Pada akhir Perang Dunia II tepatnya tanggal 6
dan 9 Agustus 1945, dunia terutama Jepang dikejutkan dengan
dijatuhkannya bom atom (nuklir) diatas kota Hiroshima dan Nagasaki,
Jepang. Kedua bom hasil rancangan para ilmuwan Amerika Serikat
tersebut telah menimbulkan korban jiwa hampir 200.000 ribu orang dan
membawa dampak kerusakan yang parah bagi pemerintah Jepang. Namun bagi
Amerika Serikat dan pasukan sekutu lainnya, bom nuklir tersebut
dianggap telah merubah sejarah dunia dan mampu menghentikan Perang
Dunia II yang telah berlangsung hampir 3,5 tahun dengan ditandai
menyerahnya tentara Jepang tanpa syarat kepada tentara sekutu. Bagi
Paul Warfield Tibbets, seorang pilot pesawat Enola Gay yang membawa
bom nuklir untuk dijatuhkan ke kota Hiroshima, bahwa apa yang telah
dilakukannya adalah penting untuk mengurangi lebih banyak pertumpahan
darah. Dengan menjatuhkan bom atom, Tibbets percaya ia telah
menghentikan perang secepat mungkin (Majalah Angkasa, Agustus 2005:
34). Pengeboman nuklir di kota Hiroshima dan Nagasaki meskipun dapat
menghentikan Perang Dunia ke II, justru menimbulkan konflik baru yang
mengancam perdamaian dan keamanan internasional. Keberhasilan
teknologi nuklir dalam pembuatan persenjataan yang bersifat perusak
massal (mass destructive) memicu ketegangan yang
lebih besar dengan lahirnya era perang dingin yang ditandai dengan
perlombaan persenjataan nuklir antara negara-negara blok barat
(Amerika Serikat) dengan negara-negara blok timur (Uni Sovyet). Perang
dingin juga mendorong negara penghasil nuklir seperti Amerika Serikat
dan Uni Sovyet memasok bahan-bahan maupun senjata nuklir dan membantu
pembangunan instalasi nuklir kepada negara-negara ketiga. Pemasokan
bahan-bahan nuklir dari negara-negara nuklir tersebut yang menyebabkan
semakin meluas dan meningkatnya negara-negara yang mengembangkan
teknologi nuklir. Namun kemajuan ilmu pengetahuan dan teknologi-lah
yang sebenarnya mendorong negara-negara untuk memiliki dan membangun
instalasi-instalasi nuklir untuk meningkatkan prestise di mata dunia.

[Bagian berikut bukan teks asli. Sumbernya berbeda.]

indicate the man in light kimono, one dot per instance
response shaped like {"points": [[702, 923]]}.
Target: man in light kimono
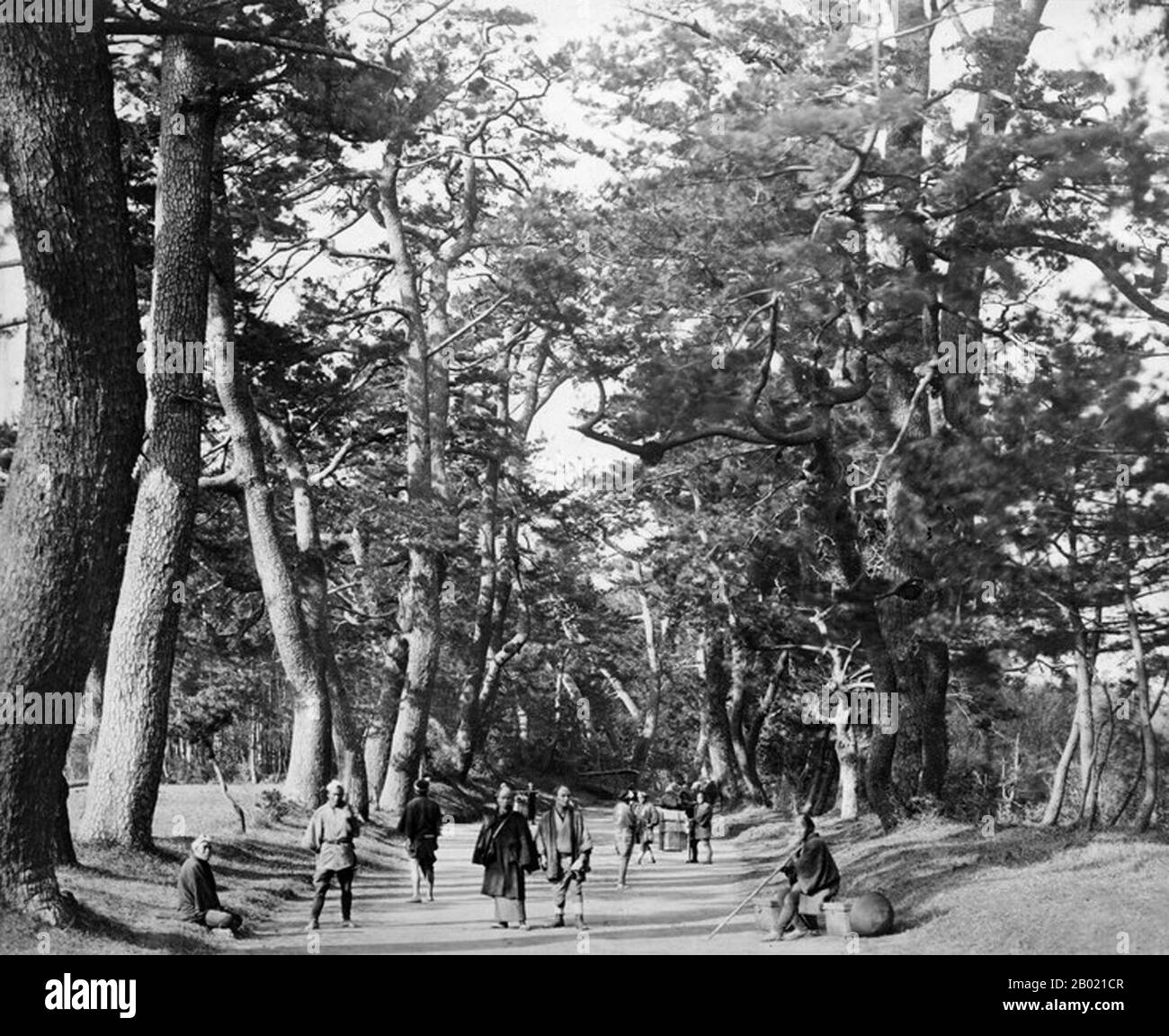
{"points": [[330, 835], [505, 848]]}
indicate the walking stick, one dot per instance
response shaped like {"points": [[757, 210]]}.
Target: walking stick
{"points": [[763, 884]]}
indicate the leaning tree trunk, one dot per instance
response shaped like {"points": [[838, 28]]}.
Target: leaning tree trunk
{"points": [[381, 728], [836, 516], [70, 491], [467, 732], [1085, 719], [425, 405], [654, 698], [128, 764], [736, 706], [1148, 737], [314, 585], [724, 768], [310, 759], [63, 853]]}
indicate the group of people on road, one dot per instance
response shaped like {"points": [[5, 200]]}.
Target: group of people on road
{"points": [[330, 835], [507, 852], [697, 802]]}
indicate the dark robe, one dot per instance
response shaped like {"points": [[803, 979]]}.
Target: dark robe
{"points": [[421, 824], [505, 848], [197, 890], [702, 814], [814, 869]]}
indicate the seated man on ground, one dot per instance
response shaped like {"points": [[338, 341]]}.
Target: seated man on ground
{"points": [[198, 899], [810, 871]]}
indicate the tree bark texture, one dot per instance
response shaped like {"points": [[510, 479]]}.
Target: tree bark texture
{"points": [[128, 764], [70, 490]]}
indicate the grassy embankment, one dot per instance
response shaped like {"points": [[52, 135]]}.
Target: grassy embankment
{"points": [[1022, 890]]}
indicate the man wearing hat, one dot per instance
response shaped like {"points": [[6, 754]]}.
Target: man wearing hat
{"points": [[809, 871], [330, 835], [421, 824], [198, 897], [506, 850], [624, 824]]}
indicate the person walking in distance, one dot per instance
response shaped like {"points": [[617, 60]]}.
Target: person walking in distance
{"points": [[704, 815], [624, 832], [647, 820], [421, 824], [564, 845], [330, 835]]}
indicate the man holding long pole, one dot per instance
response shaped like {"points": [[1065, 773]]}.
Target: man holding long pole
{"points": [[809, 868]]}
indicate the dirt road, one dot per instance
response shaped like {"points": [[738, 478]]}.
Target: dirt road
{"points": [[667, 908]]}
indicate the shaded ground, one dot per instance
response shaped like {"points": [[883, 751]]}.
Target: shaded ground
{"points": [[669, 907], [1020, 891], [129, 897]]}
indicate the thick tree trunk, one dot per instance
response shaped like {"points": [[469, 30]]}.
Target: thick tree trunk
{"points": [[1085, 719], [63, 853], [421, 624], [310, 758], [654, 698], [70, 491], [846, 756], [128, 764], [1145, 719], [1059, 780], [717, 685], [836, 514], [467, 735], [425, 429], [380, 731], [314, 585], [736, 706]]}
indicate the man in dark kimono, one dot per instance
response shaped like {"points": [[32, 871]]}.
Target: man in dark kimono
{"points": [[421, 824], [564, 845], [506, 850], [198, 897], [810, 871], [624, 835]]}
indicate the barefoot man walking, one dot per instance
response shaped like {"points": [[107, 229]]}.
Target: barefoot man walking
{"points": [[421, 825], [506, 852]]}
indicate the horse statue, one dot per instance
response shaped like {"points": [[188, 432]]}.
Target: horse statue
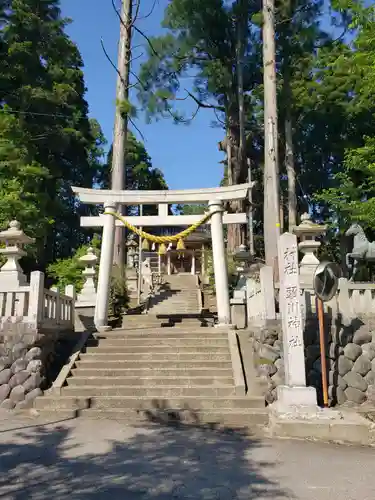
{"points": [[363, 250]]}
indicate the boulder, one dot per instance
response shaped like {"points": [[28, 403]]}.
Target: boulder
{"points": [[34, 365], [23, 405], [278, 379], [268, 352], [18, 365], [356, 381], [314, 378], [5, 376], [362, 365], [352, 351], [335, 350], [337, 380], [362, 336], [270, 396], [4, 392], [266, 369], [344, 365], [340, 396], [369, 350], [312, 352], [355, 395], [7, 404], [33, 394], [279, 363], [17, 394], [5, 362], [278, 344], [33, 382], [370, 378], [19, 350], [19, 378], [371, 393], [33, 353]]}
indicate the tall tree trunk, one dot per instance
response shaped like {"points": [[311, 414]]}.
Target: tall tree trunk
{"points": [[118, 181], [289, 149], [235, 233], [271, 168]]}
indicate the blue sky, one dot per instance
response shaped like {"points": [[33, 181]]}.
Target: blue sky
{"points": [[187, 154]]}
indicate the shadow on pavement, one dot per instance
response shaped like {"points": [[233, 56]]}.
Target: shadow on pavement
{"points": [[83, 460]]}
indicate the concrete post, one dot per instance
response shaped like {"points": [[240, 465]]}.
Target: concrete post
{"points": [[220, 262], [36, 298], [193, 263], [105, 268], [169, 272], [203, 260]]}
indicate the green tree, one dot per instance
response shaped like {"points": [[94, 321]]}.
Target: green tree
{"points": [[140, 174], [202, 43], [44, 113]]}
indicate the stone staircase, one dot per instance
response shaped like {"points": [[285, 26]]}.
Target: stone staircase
{"points": [[157, 374], [178, 296]]}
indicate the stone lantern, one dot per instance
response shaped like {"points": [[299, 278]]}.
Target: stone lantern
{"points": [[88, 292], [242, 258], [11, 274], [307, 231], [132, 246]]}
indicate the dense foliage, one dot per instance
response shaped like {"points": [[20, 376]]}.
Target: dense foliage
{"points": [[325, 91], [47, 141]]}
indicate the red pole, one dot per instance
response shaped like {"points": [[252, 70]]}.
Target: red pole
{"points": [[323, 352]]}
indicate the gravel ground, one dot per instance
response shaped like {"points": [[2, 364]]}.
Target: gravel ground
{"points": [[81, 459]]}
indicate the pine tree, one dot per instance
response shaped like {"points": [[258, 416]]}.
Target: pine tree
{"points": [[44, 91]]}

Nuklir dalam perkembangannya tidak hanya digunakan untuk kepentingan
militer saja, seperti pembuatan senjata nuklir, namun nuklir juga
dapat digunakan untuk kepentingan sipil seperti pembangkit tenaga
listrik tenaga nuklir (PLTN), dan juga penelitian-penelitian tentang
nuklir. Peranan nuklir memang memiliki pengaruh yang kuat terhadap
hubungan internasional negara-negara di dunia. Bahaya nuklir sangat
disadari oleh setiap negara yang dapat membawa negara-negara tersebut
selaku subyek hukum internasional menyelesaikan benturan
kepentingan-kepentingan mereka dalam bidang nuklir melalui upaya
perundingan, diplomasi maupun propaganda. Kekhawatiran negara-negara
tentang penggunaan nuklir untuk pengembangan dan penggunaan senjata
nuklir mendorong lahirnya traktat-traktat internasional dalam bidang
persenjataan nuklir. Salah satu traktat internasional dalam bidang
persenjataan nuklir adalah Treaty on the Non Proliferation of Nuclear Weapon
(NPT) yang ditandatangani tanggal 1 Juli 1968 dan mulai berlaku
tanggal 5 Maret 1970. Satu hal yang menonjol dalam perjanjian ini
bahwa negara non nuklir dilarang untuk membuat atau memiliki senjata
nuklir, sedangkan bagi negara nuklir tidak ada larangan untuk
mengembangkan, membuat, atau bahkan menggunakan senjata nuklirnya
(Dahlan Nasution, 1989: 143). Perjanjian NPT ini mensyaratkan Safeguard System atau sistem pengawasan Badan Tenaga Atom Internasional/ International Atomic Enegy Agency
(IAEA) terhadap semua peralatan, bahan-bahan dan instalasi nuklir.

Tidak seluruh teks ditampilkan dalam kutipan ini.